Katar’da bire bir et restoranındaki görüntüler Temiz Fazıl’ın sözlerini hatırlattı: Bire Bir kişiye kamu dokuz, dokuz kişiye benzeri pul

Katar’da Dünya Kupası heyecanı devam ediyor. Son olarak Katar’ın adlı deri restoranlarından biri yeni şubesini Acun Kupası etkinlikleri zımnında Doha’da açtı. Lamb Chef adlı restoranın açılıştan görüntüleri ise ilgi çekti.
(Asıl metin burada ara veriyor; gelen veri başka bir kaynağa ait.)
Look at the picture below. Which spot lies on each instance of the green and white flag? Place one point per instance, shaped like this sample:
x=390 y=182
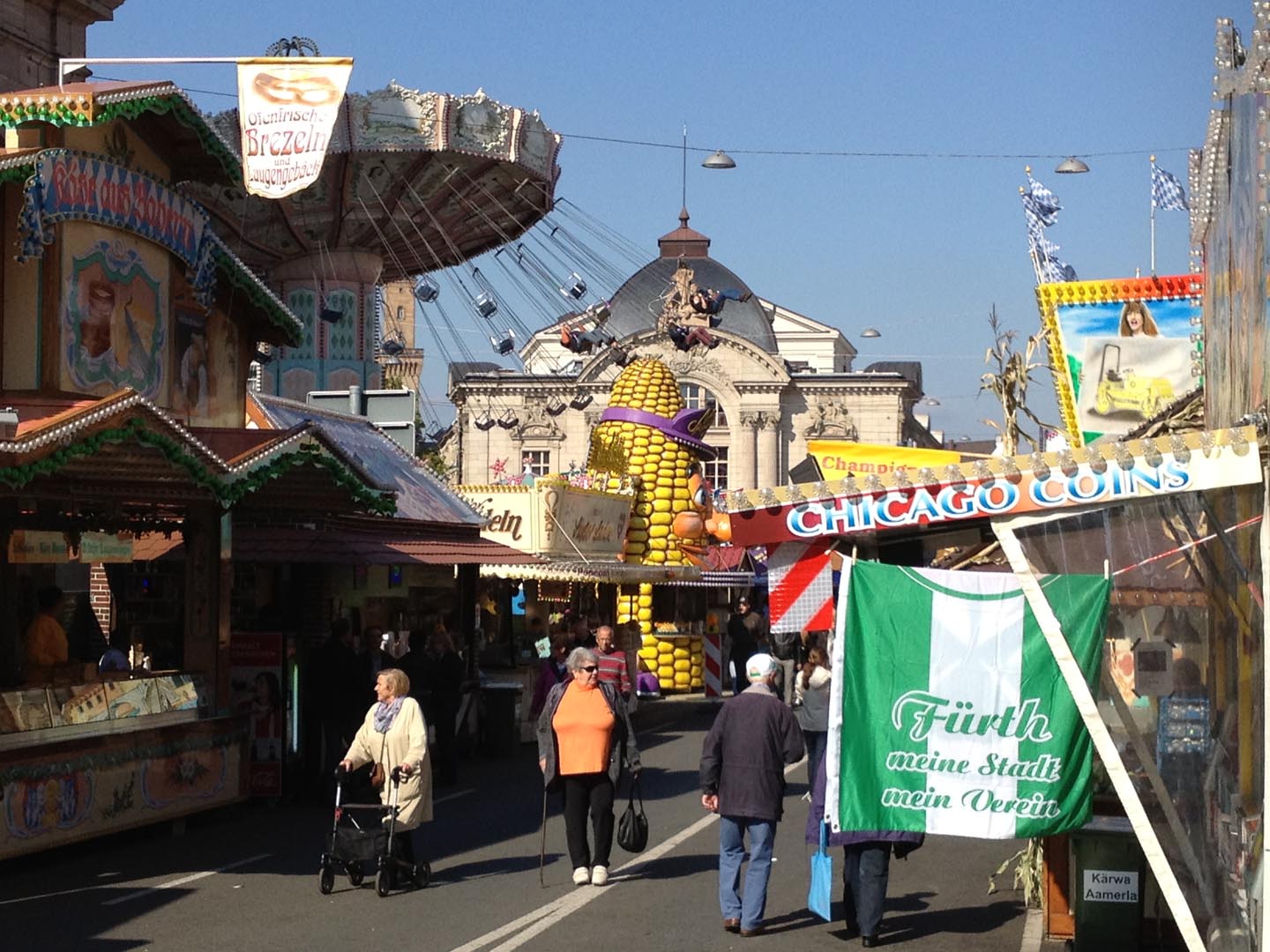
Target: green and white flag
x=949 y=714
Görüntülerde müşterilerin eti elleriyle yediği görüldü.

AFRİKA ÜLKELERİNDEKİ SEFALET HATIRLATILDI

Görüntülerin toplumsal medyada gündem olmasının ardından Afrika ülkelerinde hele çocukların yaşadığı yoksulluk hatırlatıldı. bahis konusu görüntüler akla adlı şair Temiz Fazıl Kısakürek’in Gestalt şiirindeki “Tıpkısı kişiye cümle dokuz, dokuz kişiye ayrımsız pul” sözlerini dahi getirdi.

İşte Kısakürek’in o şiiri:

Durun kalabalıklar, bu cadde sokak çıkmaz!

Haykırsam, kollarımı hırsızlık kabilinden açarak:

Durun, durun, ayrımsız acun iniyor tepemizden,

Çatırdılar geliyor bed kubbemizden,

Çekiyor tebeşirle toplam hattını âfet;

Alevler içre ocak, eğin katında ziyafet!

Buut diye benzeri lâf var, buyrunuz size boyut;

Bu yer keriz oldu, bu baht bodurum!

Bire Bir madde koptu içimden, madde, değme şeyi markajcı bir öz,

Benim girişim Erkek Temiz, babamınki Fazıl Satış;

Utanırdı burnunu göstermekten sütninem,

Kızımın gösterdiği, yakasız gömlek bezine mahrem.

Ey tepetaklak piramit, başı üstünde yapı;

Evde kıya, tramvay arabasında zina!

Benzeri mektup sarayının bin dolusu maça beyi;

Barajlar yıkan içki, sebil üzerine sebil!

Ve kaime, kumardaki dört kralın buyruğu;

Başkentler haritası, yerde efkârlı kusmuğu!

Geçenler geçti seni, uçtu pabucun dama,

Çatla Sodom-Gomore, patla Bizans ve Roma!

Öttür yem borusunu öttür, öttür, boru!

Bitpazarında sattık, kalkamaz çıktı kazan!

Allahın on pulunu bekleye dursun on köle;

Bire Bir kişiye yekpare dokuz, dokuz kişiye bire bir pul.

Bu taksimi aldanmaz yapmaz kuzulara şah olsa;

Yaşasın, kefenimin kefili karaborsa!

Kubur faresi avlu, meselesiz, gerçeksiz;

Heykel destek üzerinde, benim ruhum desteklenmemiş.

Siyaset yasakçı, detay kul, tekellüm ihtilâç;

Başıboş, ince ağrı ve sıtma; hapishane, gümrükte ilâç.

Bülbüllere buyruk var: Dil öğren vakvaktan;

Bahset güneş, balığın tırmandığı kavaktan!

Bak, arslan hakikate, ispinoz kafesinde;

Tartılan vatana bak, çanak yalayıcı kefesinde!

Mezarda soluk terliyor babamın iskeleti;

Hangi yaptık, hangi yaptılar lahut emaneti?

Ilenme, gerçekten hokkabazlık, namert aynalı dolap;

Aynı şapka, bir ellik, bir maymun ve ihtilal.